A few years later, Steve and Scott returned to Amarillo after graduating from Westminster.  Incredibly, Steve, Scott, David and I all shared an office after their return. I got to eavesdrop on some of the most encouraging, challenging and confusing conversations of my young Christian life.  But what I was most grateful to God for was how I got to see these men practically live out their lives and minister to people in light of all this doctrine they talked about.

I remember difficult conversations about God’s hard providence in the life of a family and how hope was given to them in the context of their suffering. By this time, Scott had become pastor of Grace OPC. In the congregation was a family with a very young child who was extremely ill.  As is always the case, it is difficult to make sense of God’s providence in the life of a suffering child.  Scott pastored these parents, prayed with them and continued to remind them of God’s love for them and their child.   In my own life, I remember well being confronted about my own sin by both David and Scott, in a firm, compassionate and  profoundly Christ-centered way.  Hearing these guys talk about rich doctrinal truths and then watching them live out these truths on a practical level was an invaluable gift from God. Unbeknownst to me at the time, God used this time as preparation to set me on course for attending seminary myself. 

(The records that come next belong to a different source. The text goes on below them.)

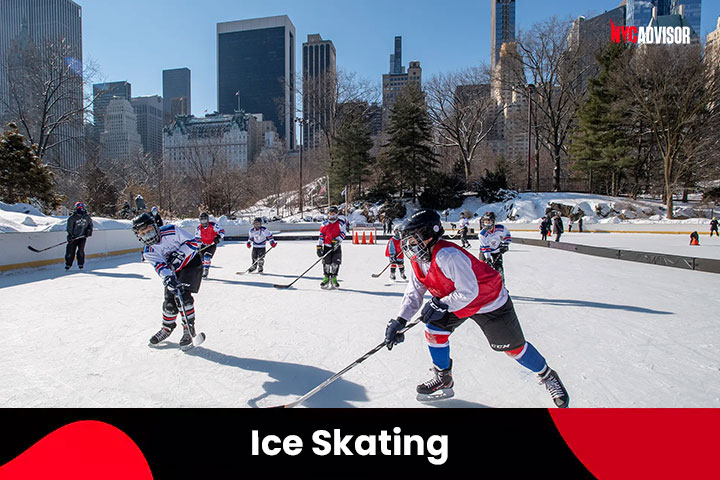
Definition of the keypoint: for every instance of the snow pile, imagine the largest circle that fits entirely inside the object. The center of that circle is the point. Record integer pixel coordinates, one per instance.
(531, 207)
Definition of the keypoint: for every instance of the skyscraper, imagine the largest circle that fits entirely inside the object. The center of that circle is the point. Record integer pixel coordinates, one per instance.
(176, 94)
(149, 113)
(319, 87)
(102, 94)
(394, 83)
(691, 10)
(41, 22)
(256, 70)
(120, 141)
(396, 67)
(502, 27)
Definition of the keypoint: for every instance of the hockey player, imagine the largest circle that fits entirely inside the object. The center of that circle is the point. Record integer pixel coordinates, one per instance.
(494, 241)
(332, 233)
(174, 254)
(464, 222)
(209, 234)
(156, 215)
(79, 228)
(395, 254)
(257, 237)
(462, 287)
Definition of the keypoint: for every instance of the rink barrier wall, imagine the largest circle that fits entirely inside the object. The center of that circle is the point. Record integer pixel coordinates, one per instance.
(677, 261)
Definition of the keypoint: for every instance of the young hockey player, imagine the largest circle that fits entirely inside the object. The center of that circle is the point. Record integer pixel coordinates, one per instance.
(209, 234)
(395, 254)
(257, 237)
(174, 254)
(494, 241)
(464, 222)
(332, 233)
(462, 287)
(79, 228)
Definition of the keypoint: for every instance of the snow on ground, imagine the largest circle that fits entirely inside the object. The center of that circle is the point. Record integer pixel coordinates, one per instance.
(620, 335)
(672, 244)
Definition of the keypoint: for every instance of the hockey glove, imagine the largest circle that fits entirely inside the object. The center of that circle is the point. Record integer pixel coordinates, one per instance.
(434, 311)
(172, 284)
(392, 337)
(175, 259)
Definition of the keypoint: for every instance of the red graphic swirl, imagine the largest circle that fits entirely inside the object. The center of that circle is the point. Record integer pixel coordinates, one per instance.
(642, 443)
(80, 451)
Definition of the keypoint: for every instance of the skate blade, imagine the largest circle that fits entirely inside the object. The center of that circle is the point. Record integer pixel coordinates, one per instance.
(197, 341)
(438, 395)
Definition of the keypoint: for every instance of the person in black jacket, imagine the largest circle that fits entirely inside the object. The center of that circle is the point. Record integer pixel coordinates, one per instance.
(557, 227)
(79, 228)
(156, 214)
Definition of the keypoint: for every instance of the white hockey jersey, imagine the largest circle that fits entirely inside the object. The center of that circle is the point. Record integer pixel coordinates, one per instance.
(172, 239)
(258, 236)
(491, 240)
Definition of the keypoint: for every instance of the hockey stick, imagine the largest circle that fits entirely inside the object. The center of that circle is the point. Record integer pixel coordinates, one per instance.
(375, 275)
(256, 262)
(302, 274)
(196, 339)
(343, 371)
(33, 249)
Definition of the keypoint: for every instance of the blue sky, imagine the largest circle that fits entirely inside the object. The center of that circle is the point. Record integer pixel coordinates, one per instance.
(135, 40)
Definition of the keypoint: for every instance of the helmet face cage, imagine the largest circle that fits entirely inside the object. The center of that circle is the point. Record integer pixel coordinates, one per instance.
(413, 243)
(150, 236)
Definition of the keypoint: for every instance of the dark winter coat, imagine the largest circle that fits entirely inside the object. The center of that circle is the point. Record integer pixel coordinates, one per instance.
(79, 225)
(545, 226)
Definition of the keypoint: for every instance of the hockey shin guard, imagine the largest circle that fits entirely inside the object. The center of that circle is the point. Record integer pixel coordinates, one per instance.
(529, 357)
(438, 342)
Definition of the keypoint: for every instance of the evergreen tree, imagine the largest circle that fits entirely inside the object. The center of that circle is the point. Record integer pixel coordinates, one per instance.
(600, 144)
(352, 165)
(410, 155)
(23, 177)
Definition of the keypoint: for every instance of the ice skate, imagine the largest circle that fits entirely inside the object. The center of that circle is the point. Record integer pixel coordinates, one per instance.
(438, 387)
(160, 336)
(554, 385)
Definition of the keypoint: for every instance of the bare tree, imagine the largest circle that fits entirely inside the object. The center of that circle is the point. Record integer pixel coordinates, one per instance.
(43, 93)
(462, 111)
(559, 73)
(674, 93)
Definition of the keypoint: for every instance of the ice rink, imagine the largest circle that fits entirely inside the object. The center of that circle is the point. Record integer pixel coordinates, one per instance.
(620, 334)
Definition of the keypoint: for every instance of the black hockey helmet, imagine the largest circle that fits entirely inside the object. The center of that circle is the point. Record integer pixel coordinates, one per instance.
(415, 231)
(488, 220)
(149, 236)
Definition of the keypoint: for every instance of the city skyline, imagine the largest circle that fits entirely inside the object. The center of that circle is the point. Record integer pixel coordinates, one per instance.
(460, 41)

Full-time ministry for me came in 1991 in Jacksonville, Florida.  Quickly, I found myself in way over my head in trying to minister to people.  In one sense, this was a good place to be as it made me more dependent upon God.  But in another sense, I came face-to-face with my own ineptness in helping people practically apply the truths of Scripture to their everyday lives.  I wasn’t able to do what I saw David and Steve and Scott do so well back in Amarillo.  Being newly married, I was painfully aware of my personal struggle to apply the truth of the Bible to my own life.  I was convinced that I must follow in the footsteps of Scott and Steve and get to Westminster as fast as I could. WTS had clearly been used by God to hone their ability to live out the Word, and I prayed it would do the same for me.

God afforded me the opportunity to attend Westminster in 1995, for which I will forever be thankful.  God gave me a front row seat to see the practicality of rich theology in the lives and ministry of my brother and friends and pastors, and then He deeply planted and abundantly grew in me the desire to do the same.  By giving me a Westminster education, He provided me with the correct tools to apply the Word to all of life.  I strongly encourage all those considering ministry work to study at Westminster.

It is remarkable to me that God has called me to ministry.  But in rare moments of spiritual clarity, I can see how He used my parent’s divorce, our move back to Amarillo, and His surrounding me with godly men, to prepare me for ministry.  A common thread that is woven through all of God’s providence in my life is the influence of Westminster Theological Seminary.

Today, God has given me 17 years with my beautiful and patient wife, 3 covenant daughters (10, 12 and 14 years old), all of whom have professed faith by His grace, and the invaluable privilege of planting and pastoring a church in northern Fort Worth, Texas (www.gracecommunity-pca.org).  We are beginning our 8th year of gospel ministry together and I am profoundly grateful every day for the people of our church. If God would see fit to use me, our Assistant Pastor and our Ruling Elders, in the lives of our people in the same way He used Scott, David, Steve and John in my life, I would be truly humbled.